From: Petr Tesarik <ptesarik@suse.com>
To: Steven Rostedt <rostedt@goodmis.org>
Cc: Masami Hiramatsu <mhiramat@kernel.org>,
Mathieu Desnoyers <mathieu.desnoyers@efficios.com>,
Sebastian Andrzej Siewior <bigeasy@linutronix.de>,
Clark Williams <clrkwllms@kernel.org>,
linux-kernel@vger.kernel.org, linux-trace-kernel@vger.kernel.org,
linux-rt-devel@lists.linux.dev
Subject: Re: [PATCH] ring-buffer: Use a housekeeping CPU to wake up waiters
Date: Fri, 9 Jan 2026 09:57:56 +0100 [thread overview]
Message-ID: <20260109095756.13deb429@mordecai> (raw)

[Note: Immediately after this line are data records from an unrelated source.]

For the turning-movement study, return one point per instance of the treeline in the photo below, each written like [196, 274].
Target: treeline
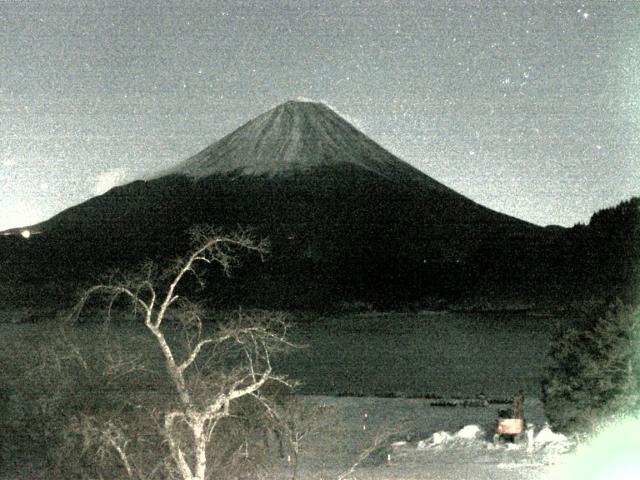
[338, 235]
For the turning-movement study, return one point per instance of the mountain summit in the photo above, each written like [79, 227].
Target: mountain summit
[294, 137]
[346, 219]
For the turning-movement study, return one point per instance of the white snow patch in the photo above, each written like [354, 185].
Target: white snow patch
[469, 432]
[109, 179]
[546, 436]
[438, 438]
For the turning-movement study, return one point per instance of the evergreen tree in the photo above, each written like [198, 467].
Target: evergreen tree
[595, 373]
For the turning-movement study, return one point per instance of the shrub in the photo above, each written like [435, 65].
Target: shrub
[595, 372]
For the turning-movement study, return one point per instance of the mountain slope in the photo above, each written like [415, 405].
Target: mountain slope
[345, 217]
[298, 136]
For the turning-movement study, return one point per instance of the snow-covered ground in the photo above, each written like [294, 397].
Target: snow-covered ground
[428, 442]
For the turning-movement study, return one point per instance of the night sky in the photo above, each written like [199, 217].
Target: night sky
[531, 108]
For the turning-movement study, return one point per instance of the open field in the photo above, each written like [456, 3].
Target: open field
[421, 356]
[424, 354]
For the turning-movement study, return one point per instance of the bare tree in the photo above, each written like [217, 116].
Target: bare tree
[213, 369]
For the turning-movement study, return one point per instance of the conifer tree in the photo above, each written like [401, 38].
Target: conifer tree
[595, 373]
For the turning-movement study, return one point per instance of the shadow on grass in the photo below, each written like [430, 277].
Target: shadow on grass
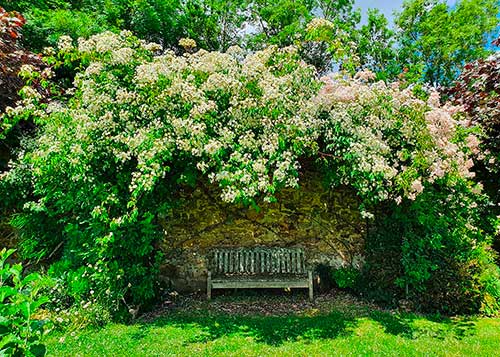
[271, 330]
[407, 326]
[275, 330]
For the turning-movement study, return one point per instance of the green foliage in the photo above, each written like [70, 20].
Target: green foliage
[337, 326]
[94, 185]
[437, 40]
[346, 277]
[438, 248]
[20, 298]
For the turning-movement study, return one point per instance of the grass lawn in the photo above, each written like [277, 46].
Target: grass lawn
[283, 326]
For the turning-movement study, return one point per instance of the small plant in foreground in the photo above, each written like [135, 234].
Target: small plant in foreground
[19, 299]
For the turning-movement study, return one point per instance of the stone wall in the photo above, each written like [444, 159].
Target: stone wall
[326, 223]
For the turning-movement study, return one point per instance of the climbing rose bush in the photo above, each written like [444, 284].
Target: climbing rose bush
[142, 123]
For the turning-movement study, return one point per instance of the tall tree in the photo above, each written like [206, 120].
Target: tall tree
[436, 40]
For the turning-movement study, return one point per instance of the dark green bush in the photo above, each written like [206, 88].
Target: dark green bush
[433, 252]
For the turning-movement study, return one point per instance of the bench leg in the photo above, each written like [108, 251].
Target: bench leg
[311, 293]
[209, 285]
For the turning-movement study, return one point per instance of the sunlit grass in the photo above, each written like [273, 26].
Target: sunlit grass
[313, 332]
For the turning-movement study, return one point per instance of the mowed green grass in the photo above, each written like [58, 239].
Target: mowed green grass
[364, 331]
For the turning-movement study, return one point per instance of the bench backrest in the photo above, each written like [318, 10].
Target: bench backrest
[253, 261]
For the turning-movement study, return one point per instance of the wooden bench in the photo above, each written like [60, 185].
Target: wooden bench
[248, 268]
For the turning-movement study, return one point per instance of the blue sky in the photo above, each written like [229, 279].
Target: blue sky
[387, 7]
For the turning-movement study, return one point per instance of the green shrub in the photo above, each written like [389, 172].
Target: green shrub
[20, 298]
[346, 277]
[434, 252]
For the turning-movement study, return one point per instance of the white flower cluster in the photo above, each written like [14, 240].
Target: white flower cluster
[246, 122]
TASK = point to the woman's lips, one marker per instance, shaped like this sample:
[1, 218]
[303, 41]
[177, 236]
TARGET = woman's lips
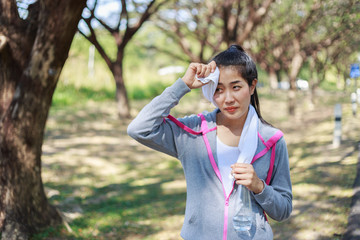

In-Reply-To: <20260108115800.7a7fc8a7@gandalf.local.home>
On Thu, 8 Jan 2026 11:58:00 -0500
Steven Rostedt <rostedt@goodmis.org> wrote:
> On Thu, 8 Jan 2026 09:39:32 +0100
> Petr Tesarik <ptesarik@suse.com> wrote:
>
> > > > Or we simply change it to:
> > > >
> > > > static inline void
> > >
> > > Actually, the above should be noinline, as it's in a slower path, and
> > > should not be adding logic into the cache of the fast path.
> >
> > However, to be honest, I'm surprized this is considered slow path. My
> > use case is to record a few selected trace events with "trace-cmd
> > record", which spends most time polling trace_pipe_raw. Consequently,
> > there is almost always a pending waiter that requires a wakeup.
> >
> > In short, irq_work_queue() is the hot path for me.
> >
> > OTOH I don't mind making it noinline, because on recent Intel and AMD
> > systems, a function call (noinline) is often cheaper than an increase
> > in L1 cache footprint (caused by inlining). But I'm confused. I have
> > always thought most people use tracing same way as I do.
>
> The call to rb_wakeups() is a fast path, but the wakeup itself is a slow
> path. This is the case even when you have user space in a loop that is just
> waiting on data.
>
> User space tool:
>
> ring_buffer_wait() {
> wake_event_interruptible(.., rb_wait_cond(..));
> }
>
> Writer:
>
> rb_wakeups() {
> if (!full_hit())
> return;
> }
>
> The full_hit() is the watermark check. If you look at the tracefs
> directory, you'll see a "buffer_percent" file, which is default set to 50.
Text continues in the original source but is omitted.